On 23 May 1662 the Agent Edmund Young (who had arrived in December 1661) died, to be replaced by the chief factor at Cape Coast, John Puleston, who himself died on 6 January 1662/63. Meanwhile in October 1662 the East India Company had agreed to hand over its lease in West Africa to the Company of Royal Adventurers Trading into Africa. This had been founded in 1660 by a group of courtiers led by James Duke of York and by Prince Rupert, already involved in the slave trade and a scourge of the Guinea Company while in exile during the Commonwealth. These Royal Adventurers were granted a thousand-year trading monopoly in West Africa. Their main shareholders were important nobles and major London merchants, and included Samuel Pepys (1633-1703). Gold and now slaves too were their priority, the latter recognised as a vital lifeline to the Caribbean economy. In 1662 they undertook to supply 3,000 slaves to Barbados. By 1700 the Royal African Company that replaced them in 1672 had become the biggest carriers of slaves on the Atlantic.[13]

This change of management and strategic trading priority dominated East India Company activity during the coming months, as they prepared to hand everything over. From 6 January 1662/63, when he was promoted by his colleagues from principal factor at Cormantine to Agent on the death of John Puleston, this task was Davies’ chief responsibility.[14] His election as Agent was independently endorsed in the Company’s written instructions to Captain Stephen Mitchell, sent out on the Castle in January 1662/63 ‘to bee Superintendent over all our Factors and Factories in those parts’ and to sort out the Company’s affairs with the aid of the most suitable factors there, ‘among whome wee doe preferr Mr Thomas Davies and Mr Gilbert Beavis wee haveing received a good Character of them.’[15]

In January 1662/63 the Royal Adventurers gained a new charter explicitly establishing the slave trade as their main objective, and setting a deadline of 25 March for the East India Company to hand over their Guinea estate. We don’t know what Davies knew or thought about this. Clearly he himself benefitted from the slave trade as a Barbados plantation owner, but as a servant of the East India Company he was forbidden to coerce Africans to leave Guinea to work elsewhere. One of his first tasks as Agent was on 26 January 1662/63 to write a letter to the Company reporting that the factors were unwilling to send twenty English-speaking African men to St Helena on the American (which had arrived from England on 20 January) because: ‘they have all wives and Children in the Countrey and will never thrive after beinge transported; and the sending of some away will cause all the rest to Run into the Countrey’.[16]

In this hard-nosed and brutal trading environment, we cannot know whether Davies was showing a sense of humanity or simply being realistic.

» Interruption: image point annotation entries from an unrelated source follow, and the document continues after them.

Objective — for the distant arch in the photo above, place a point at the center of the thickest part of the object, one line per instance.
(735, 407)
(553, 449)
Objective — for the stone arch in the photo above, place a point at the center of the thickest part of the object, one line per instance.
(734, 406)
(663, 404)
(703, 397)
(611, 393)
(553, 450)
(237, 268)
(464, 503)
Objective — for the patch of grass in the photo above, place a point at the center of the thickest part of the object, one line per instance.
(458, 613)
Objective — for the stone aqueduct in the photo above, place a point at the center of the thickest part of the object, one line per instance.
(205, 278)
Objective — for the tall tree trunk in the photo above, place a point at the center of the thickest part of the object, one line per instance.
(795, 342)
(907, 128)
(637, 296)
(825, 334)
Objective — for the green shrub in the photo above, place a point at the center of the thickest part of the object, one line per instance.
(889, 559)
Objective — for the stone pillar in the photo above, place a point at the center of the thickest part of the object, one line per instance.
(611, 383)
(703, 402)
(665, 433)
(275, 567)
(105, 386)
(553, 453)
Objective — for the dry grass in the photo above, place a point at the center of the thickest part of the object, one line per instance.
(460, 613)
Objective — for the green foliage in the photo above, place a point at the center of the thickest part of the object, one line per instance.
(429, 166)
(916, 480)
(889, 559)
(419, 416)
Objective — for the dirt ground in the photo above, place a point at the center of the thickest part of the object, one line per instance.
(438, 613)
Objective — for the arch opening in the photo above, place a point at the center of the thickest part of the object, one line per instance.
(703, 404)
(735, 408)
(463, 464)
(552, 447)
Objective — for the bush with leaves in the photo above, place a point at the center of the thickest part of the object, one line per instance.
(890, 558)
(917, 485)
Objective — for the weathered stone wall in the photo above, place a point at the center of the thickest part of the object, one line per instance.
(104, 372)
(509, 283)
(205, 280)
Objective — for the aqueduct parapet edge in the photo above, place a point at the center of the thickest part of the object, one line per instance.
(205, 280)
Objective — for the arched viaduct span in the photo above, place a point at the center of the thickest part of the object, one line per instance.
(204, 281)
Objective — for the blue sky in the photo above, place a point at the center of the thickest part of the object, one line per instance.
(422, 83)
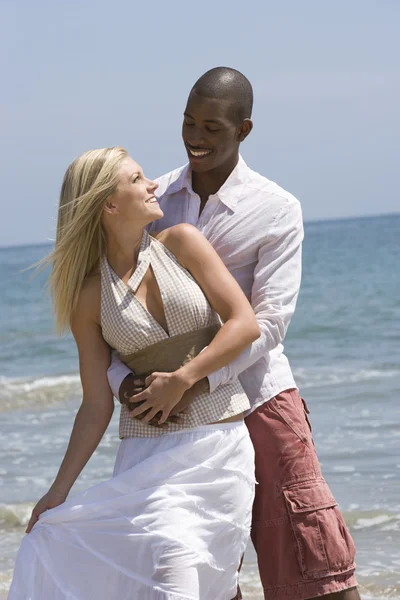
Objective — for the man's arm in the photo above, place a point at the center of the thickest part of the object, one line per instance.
(275, 290)
(116, 374)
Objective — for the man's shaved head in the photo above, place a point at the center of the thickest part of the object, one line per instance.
(227, 84)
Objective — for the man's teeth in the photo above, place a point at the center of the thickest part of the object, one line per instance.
(199, 152)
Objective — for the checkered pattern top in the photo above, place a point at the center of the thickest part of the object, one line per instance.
(128, 327)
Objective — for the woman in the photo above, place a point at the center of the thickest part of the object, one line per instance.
(173, 521)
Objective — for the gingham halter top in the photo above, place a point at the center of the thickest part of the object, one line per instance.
(128, 327)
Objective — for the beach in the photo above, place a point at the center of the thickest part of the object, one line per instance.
(344, 351)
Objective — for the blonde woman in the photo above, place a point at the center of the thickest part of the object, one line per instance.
(173, 522)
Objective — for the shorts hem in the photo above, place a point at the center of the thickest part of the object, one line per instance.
(312, 589)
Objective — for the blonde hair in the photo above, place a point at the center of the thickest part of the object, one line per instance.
(80, 241)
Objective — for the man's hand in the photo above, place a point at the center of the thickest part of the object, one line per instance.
(133, 385)
(162, 394)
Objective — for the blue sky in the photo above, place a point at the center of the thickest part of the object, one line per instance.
(91, 73)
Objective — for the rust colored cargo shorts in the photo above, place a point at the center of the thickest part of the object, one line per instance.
(303, 546)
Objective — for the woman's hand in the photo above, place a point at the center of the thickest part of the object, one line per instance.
(49, 500)
(162, 394)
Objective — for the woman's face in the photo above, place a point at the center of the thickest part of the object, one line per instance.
(134, 199)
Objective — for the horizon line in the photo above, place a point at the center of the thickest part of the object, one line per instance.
(308, 221)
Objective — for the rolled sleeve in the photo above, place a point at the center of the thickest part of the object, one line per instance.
(275, 289)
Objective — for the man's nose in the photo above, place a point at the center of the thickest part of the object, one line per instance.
(196, 136)
(152, 185)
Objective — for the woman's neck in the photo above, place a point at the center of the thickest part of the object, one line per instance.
(123, 250)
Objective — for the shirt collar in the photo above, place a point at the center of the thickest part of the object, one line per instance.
(229, 193)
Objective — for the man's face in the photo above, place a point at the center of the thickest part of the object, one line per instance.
(209, 132)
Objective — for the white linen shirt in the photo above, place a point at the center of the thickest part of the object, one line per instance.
(256, 227)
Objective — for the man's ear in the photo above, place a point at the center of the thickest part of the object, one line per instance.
(245, 129)
(110, 208)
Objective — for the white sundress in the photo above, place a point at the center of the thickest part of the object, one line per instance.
(171, 524)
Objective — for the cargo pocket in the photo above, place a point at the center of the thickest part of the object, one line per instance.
(324, 544)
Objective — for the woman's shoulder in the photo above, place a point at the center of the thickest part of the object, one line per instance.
(173, 237)
(88, 303)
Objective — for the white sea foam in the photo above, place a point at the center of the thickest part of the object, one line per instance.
(335, 376)
(17, 393)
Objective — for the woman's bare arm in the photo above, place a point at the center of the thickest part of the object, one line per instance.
(97, 405)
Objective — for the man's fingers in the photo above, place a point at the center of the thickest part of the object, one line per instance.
(31, 523)
(150, 415)
(175, 419)
(140, 409)
(139, 397)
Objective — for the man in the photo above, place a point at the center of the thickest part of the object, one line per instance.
(303, 547)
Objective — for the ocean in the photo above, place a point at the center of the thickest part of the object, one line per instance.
(344, 348)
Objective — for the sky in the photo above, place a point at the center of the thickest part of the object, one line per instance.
(82, 74)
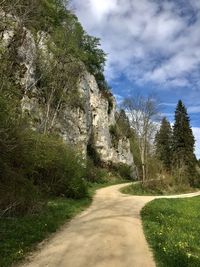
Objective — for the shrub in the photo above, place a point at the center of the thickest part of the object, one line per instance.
(56, 168)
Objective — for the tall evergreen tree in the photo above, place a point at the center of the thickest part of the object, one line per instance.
(163, 142)
(183, 141)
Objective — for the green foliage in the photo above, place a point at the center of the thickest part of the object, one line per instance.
(96, 174)
(172, 230)
(157, 187)
(183, 143)
(20, 235)
(124, 171)
(45, 165)
(163, 142)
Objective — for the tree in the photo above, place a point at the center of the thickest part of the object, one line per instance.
(142, 112)
(183, 142)
(163, 142)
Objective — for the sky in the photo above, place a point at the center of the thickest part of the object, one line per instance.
(153, 47)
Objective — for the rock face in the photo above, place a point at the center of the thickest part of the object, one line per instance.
(78, 126)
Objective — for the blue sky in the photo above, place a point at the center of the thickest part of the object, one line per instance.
(153, 46)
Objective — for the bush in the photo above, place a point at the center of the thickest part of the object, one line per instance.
(125, 171)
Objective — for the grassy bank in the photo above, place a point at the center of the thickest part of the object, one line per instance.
(19, 235)
(155, 189)
(172, 229)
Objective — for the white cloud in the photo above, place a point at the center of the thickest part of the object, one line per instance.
(149, 41)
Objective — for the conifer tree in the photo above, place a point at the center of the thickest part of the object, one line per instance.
(183, 142)
(163, 142)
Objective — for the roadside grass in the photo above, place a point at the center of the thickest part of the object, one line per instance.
(20, 235)
(156, 189)
(172, 230)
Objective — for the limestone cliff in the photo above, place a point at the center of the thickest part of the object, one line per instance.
(77, 125)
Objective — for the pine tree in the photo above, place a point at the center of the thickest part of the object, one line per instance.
(183, 142)
(163, 142)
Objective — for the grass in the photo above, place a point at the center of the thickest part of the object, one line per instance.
(20, 235)
(172, 229)
(155, 189)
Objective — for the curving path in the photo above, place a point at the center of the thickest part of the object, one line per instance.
(108, 234)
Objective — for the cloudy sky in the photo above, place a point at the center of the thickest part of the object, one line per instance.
(153, 46)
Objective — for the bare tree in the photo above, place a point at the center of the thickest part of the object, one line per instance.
(142, 113)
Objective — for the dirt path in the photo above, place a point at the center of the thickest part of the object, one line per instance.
(108, 234)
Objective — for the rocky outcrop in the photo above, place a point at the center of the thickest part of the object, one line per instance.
(77, 125)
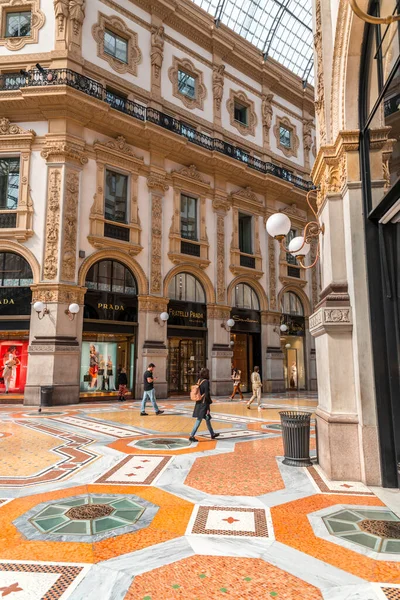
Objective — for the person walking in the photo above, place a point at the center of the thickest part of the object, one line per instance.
(149, 391)
(237, 382)
(256, 387)
(122, 383)
(202, 407)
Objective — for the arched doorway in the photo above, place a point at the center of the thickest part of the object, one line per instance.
(16, 277)
(293, 341)
(246, 333)
(109, 327)
(187, 332)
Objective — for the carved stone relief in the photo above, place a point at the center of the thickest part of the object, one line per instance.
(50, 269)
(70, 224)
(117, 25)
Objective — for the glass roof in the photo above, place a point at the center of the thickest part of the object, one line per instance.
(281, 29)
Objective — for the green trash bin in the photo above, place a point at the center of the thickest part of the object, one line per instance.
(46, 395)
(296, 438)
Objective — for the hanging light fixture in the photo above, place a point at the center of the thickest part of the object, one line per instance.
(279, 225)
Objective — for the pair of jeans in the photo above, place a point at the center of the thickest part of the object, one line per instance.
(151, 395)
(198, 423)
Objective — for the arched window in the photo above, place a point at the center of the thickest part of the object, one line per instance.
(186, 288)
(292, 305)
(111, 276)
(245, 297)
(14, 270)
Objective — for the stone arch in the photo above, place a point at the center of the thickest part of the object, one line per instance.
(346, 68)
(122, 257)
(8, 246)
(254, 284)
(300, 293)
(198, 273)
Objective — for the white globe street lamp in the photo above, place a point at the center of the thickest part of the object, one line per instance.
(279, 225)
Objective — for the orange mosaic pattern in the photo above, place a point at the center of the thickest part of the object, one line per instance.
(170, 522)
(123, 445)
(209, 578)
(293, 528)
(250, 470)
(26, 452)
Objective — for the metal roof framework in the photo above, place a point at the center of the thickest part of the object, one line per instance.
(281, 29)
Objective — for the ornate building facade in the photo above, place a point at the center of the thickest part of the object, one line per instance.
(356, 324)
(142, 150)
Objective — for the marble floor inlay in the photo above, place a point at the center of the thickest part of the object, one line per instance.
(98, 502)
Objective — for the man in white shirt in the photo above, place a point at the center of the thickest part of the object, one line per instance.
(256, 386)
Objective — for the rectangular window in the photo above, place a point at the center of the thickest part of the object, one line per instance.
(186, 84)
(116, 196)
(116, 46)
(9, 183)
(285, 137)
(240, 113)
(188, 217)
(245, 234)
(18, 24)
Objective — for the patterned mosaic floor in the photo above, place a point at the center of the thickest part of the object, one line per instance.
(97, 502)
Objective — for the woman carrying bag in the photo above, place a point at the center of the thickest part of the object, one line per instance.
(201, 394)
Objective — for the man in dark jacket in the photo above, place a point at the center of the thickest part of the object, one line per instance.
(202, 407)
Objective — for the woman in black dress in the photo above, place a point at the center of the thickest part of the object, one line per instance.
(202, 408)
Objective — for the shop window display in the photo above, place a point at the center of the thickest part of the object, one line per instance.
(14, 363)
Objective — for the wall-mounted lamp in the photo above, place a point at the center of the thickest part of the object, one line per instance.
(162, 319)
(228, 325)
(279, 225)
(41, 309)
(72, 310)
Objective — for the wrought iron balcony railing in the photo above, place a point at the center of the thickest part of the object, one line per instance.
(90, 87)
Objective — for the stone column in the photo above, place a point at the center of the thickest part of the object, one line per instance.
(55, 336)
(152, 338)
(346, 413)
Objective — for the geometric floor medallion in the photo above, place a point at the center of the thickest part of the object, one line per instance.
(136, 470)
(87, 518)
(376, 530)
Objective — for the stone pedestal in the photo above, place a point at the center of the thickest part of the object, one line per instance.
(152, 344)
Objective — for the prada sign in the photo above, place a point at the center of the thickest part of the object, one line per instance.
(187, 314)
(107, 306)
(15, 301)
(246, 320)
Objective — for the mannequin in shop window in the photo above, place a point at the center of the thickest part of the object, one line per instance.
(10, 363)
(293, 375)
(110, 375)
(100, 378)
(93, 366)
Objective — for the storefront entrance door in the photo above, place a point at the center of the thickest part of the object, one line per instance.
(186, 357)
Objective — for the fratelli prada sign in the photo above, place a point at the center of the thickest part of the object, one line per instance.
(15, 301)
(107, 306)
(187, 314)
(246, 320)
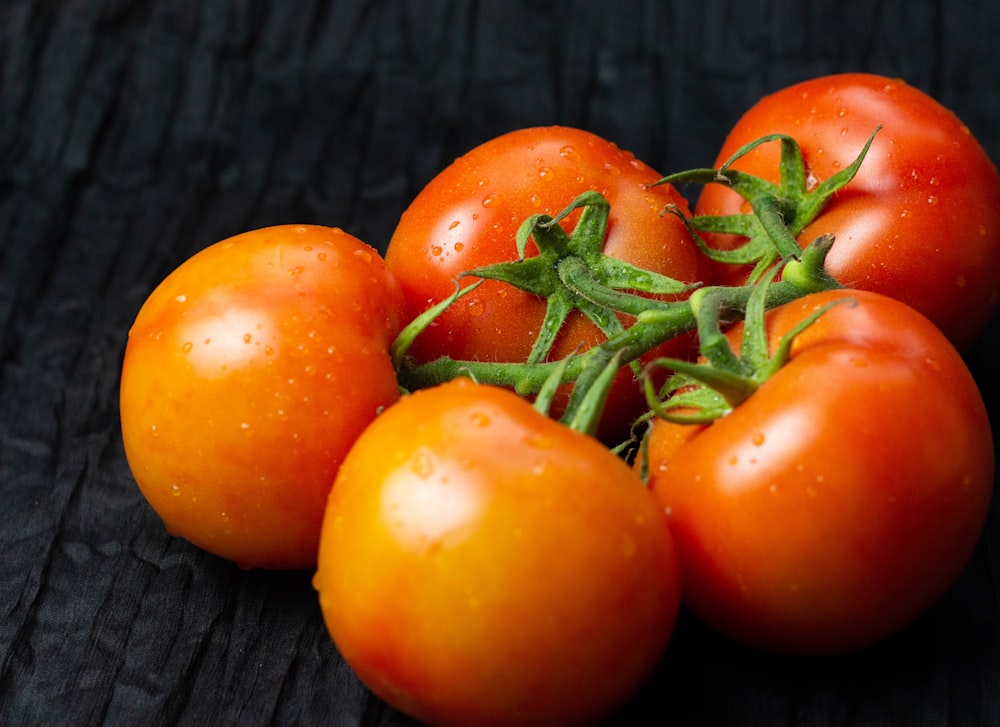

At this time relationships with Africans were generally good, other Europeans being the main source of problems. Typically, there would be an African trading settlement in close proximity to each European trading post. The East India Company was keen to keep the local population happy, eager to get as much gold as they could before they had to leave.

This was a time of change, however, and in early 1662/63 the Royal Adventurers sent out their own factors. Davies was moved on 4 March to describe the problems this occasioned, reminding the Court of ‘our civill entertainement given to the Royall Company Factors and theire Goods; which according to the present scarcity of provisions; Encreaseth our charge very much.’ He added: ‘since the arrivall of the Royall Company Factors our troubles (like soe many Hidras heads[)] have sprunge in the neck of each other, Nott that wee Impute anythinge to the Factors But the declareinge a devided Interest’.[17]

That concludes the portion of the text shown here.